This is Exercise 26 from Chapter V Algebraic Extensions in Lang's Algebra.
$F$ is finite normal extension over $k$ and $f(x)$ is irreducible in $k[x]$. If $f(x)=g(x)h(x)k(x) \in F[x]$ where $g(x),h(x)$ are monic irreducible factors in $F[x]$, I need to show that there exists an automorphism of $F$ which takes $g(x)$ to $h(x)$.
Any hints would be appreciated.
Sending one root to another is okay but how to do that for a collection of roots?
Let $L/k$ be the splitting field of $f$, and $E$ the compositum of $L$ and $F$. Let $\alpha \in L$ be a root of $g$, and $\beta \in L$ be a root of $g$. Since $g, h$ are monic and irreducible in $F[x]$, they are the minimal polynomials over $F$ of $\alpha$ resp. $\beta$.
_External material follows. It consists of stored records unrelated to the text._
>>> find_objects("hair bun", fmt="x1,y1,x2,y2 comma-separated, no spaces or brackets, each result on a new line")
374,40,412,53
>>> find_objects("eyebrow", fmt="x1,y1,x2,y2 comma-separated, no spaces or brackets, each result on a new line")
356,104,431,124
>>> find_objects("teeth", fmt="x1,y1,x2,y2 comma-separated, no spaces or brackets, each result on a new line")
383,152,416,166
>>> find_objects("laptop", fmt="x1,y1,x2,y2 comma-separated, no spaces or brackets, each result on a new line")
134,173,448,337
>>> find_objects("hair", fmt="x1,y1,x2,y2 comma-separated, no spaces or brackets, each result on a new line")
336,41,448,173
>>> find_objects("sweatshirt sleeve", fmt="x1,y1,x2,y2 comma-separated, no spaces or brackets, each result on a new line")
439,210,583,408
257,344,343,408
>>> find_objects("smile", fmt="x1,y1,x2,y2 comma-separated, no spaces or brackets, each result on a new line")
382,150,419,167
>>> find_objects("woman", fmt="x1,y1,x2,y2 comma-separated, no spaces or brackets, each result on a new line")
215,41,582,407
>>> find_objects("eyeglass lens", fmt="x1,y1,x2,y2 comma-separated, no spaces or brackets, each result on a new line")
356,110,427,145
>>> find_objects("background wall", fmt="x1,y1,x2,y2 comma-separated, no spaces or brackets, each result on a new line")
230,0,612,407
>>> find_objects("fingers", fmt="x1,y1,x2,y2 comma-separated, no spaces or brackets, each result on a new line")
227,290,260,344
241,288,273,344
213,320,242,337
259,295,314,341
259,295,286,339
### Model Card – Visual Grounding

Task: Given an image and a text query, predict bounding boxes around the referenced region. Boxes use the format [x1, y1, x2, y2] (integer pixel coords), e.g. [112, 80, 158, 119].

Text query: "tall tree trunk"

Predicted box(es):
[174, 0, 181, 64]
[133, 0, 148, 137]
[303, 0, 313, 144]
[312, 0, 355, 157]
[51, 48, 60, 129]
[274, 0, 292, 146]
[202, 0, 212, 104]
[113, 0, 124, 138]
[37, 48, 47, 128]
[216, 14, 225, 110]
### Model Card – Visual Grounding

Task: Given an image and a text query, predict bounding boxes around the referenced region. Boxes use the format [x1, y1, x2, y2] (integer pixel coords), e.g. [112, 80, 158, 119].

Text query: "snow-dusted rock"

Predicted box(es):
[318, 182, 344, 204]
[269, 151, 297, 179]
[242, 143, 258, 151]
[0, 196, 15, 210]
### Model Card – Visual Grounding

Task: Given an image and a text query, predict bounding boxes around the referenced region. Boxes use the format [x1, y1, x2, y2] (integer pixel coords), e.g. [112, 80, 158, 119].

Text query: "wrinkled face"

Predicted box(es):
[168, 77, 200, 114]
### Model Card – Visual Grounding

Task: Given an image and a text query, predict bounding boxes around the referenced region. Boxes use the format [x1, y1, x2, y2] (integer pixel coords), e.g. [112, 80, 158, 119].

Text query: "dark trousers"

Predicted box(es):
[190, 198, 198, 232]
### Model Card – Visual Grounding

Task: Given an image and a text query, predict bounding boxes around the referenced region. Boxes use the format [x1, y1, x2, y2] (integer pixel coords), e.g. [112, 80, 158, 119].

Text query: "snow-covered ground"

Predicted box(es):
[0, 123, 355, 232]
Since $f \in k[x]$ is irreducible, there is an automorphism of $L/k$ that takes $\alpha$ to $\beta$. This can be extended to an automorphism $\phi$ of $E/k$, as $F/k$ is finite and normal.
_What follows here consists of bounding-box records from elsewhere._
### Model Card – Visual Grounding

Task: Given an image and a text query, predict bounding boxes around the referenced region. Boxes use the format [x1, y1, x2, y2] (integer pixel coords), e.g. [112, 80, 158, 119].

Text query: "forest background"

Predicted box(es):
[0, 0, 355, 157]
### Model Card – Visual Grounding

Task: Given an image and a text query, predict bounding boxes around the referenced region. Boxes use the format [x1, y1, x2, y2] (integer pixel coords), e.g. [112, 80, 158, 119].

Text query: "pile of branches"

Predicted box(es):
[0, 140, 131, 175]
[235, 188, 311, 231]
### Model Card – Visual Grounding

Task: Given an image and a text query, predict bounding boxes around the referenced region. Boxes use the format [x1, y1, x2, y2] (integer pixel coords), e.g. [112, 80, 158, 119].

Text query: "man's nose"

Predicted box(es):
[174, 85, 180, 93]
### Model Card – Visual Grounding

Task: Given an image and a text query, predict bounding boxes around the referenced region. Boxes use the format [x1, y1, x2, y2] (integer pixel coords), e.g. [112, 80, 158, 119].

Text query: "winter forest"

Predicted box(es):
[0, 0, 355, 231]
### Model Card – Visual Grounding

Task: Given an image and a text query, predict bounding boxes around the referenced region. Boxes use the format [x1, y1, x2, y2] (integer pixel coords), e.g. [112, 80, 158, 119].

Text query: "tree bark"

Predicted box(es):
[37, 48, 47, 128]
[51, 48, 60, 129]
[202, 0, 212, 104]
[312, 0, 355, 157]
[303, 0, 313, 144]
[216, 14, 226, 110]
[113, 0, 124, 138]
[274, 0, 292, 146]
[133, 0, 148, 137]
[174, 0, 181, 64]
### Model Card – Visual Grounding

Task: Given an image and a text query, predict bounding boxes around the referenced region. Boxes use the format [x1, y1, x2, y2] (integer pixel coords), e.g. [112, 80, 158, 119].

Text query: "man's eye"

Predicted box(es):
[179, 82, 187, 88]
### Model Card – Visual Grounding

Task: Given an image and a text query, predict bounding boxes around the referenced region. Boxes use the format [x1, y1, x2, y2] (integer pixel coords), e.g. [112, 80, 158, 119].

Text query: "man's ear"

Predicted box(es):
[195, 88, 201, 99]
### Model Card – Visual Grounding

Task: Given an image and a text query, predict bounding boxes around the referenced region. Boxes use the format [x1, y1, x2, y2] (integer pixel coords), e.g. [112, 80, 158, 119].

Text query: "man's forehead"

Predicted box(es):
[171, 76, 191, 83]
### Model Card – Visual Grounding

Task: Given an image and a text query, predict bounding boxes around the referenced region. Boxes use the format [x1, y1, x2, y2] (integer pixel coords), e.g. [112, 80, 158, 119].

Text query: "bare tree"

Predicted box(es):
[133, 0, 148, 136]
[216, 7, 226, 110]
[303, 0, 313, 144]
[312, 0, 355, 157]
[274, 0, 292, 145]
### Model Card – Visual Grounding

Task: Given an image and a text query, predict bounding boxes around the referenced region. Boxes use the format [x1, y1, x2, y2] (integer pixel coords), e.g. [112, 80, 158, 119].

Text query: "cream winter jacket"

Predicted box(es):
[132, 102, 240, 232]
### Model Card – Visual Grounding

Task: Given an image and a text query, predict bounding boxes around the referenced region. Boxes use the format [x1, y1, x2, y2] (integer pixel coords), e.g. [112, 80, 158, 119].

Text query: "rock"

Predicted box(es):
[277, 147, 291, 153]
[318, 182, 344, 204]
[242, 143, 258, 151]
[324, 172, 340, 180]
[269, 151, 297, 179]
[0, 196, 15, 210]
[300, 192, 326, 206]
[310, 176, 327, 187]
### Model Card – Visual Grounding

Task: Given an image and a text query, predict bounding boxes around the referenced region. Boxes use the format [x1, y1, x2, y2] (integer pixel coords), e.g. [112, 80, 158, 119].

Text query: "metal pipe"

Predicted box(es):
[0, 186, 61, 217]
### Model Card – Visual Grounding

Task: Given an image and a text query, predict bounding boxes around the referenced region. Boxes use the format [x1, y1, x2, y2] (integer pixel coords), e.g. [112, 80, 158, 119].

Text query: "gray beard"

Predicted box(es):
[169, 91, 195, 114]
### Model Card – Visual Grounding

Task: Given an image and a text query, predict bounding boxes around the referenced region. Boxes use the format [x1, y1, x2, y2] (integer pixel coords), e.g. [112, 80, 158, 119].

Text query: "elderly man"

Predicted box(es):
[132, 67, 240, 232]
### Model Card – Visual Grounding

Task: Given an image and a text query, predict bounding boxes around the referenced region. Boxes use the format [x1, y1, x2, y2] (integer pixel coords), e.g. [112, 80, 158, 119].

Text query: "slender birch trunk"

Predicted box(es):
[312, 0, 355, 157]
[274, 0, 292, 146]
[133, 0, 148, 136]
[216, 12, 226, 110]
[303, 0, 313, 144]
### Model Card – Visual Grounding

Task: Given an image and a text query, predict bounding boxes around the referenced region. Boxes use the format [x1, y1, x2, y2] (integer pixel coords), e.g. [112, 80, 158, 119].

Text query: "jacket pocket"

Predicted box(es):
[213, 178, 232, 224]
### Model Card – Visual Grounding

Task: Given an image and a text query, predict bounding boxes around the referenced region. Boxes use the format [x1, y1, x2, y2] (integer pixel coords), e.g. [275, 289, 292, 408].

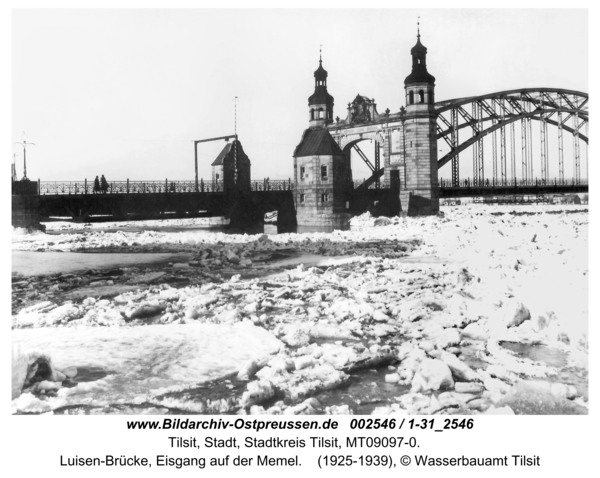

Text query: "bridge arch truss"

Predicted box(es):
[435, 88, 589, 187]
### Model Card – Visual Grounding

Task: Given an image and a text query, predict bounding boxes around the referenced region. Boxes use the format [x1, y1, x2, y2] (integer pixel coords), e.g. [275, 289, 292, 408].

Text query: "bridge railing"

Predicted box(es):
[438, 178, 588, 188]
[250, 179, 294, 191]
[39, 179, 294, 195]
[39, 179, 224, 195]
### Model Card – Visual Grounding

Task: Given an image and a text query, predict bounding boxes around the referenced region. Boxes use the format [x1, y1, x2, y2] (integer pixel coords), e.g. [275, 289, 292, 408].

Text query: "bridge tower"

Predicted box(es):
[294, 57, 351, 227]
[400, 30, 439, 216]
Since $F/k$ is normal, this automorphism restricts to an automorphism of $F/k$, which we still call, abusing notation, $\phi$.
Applying $\phi$ to $g(\alpha) = 0$ we obtain $0 = \phi(g) (\phi(\alpha)) = \phi(g) (\beta)$. Now $\phi(g) \in F[x]$ is monic and irreducible, and has $\beta$ as a root. Hence it is the minimal polynomial of $\beta$ over $F$, so $\phi(g) = h$.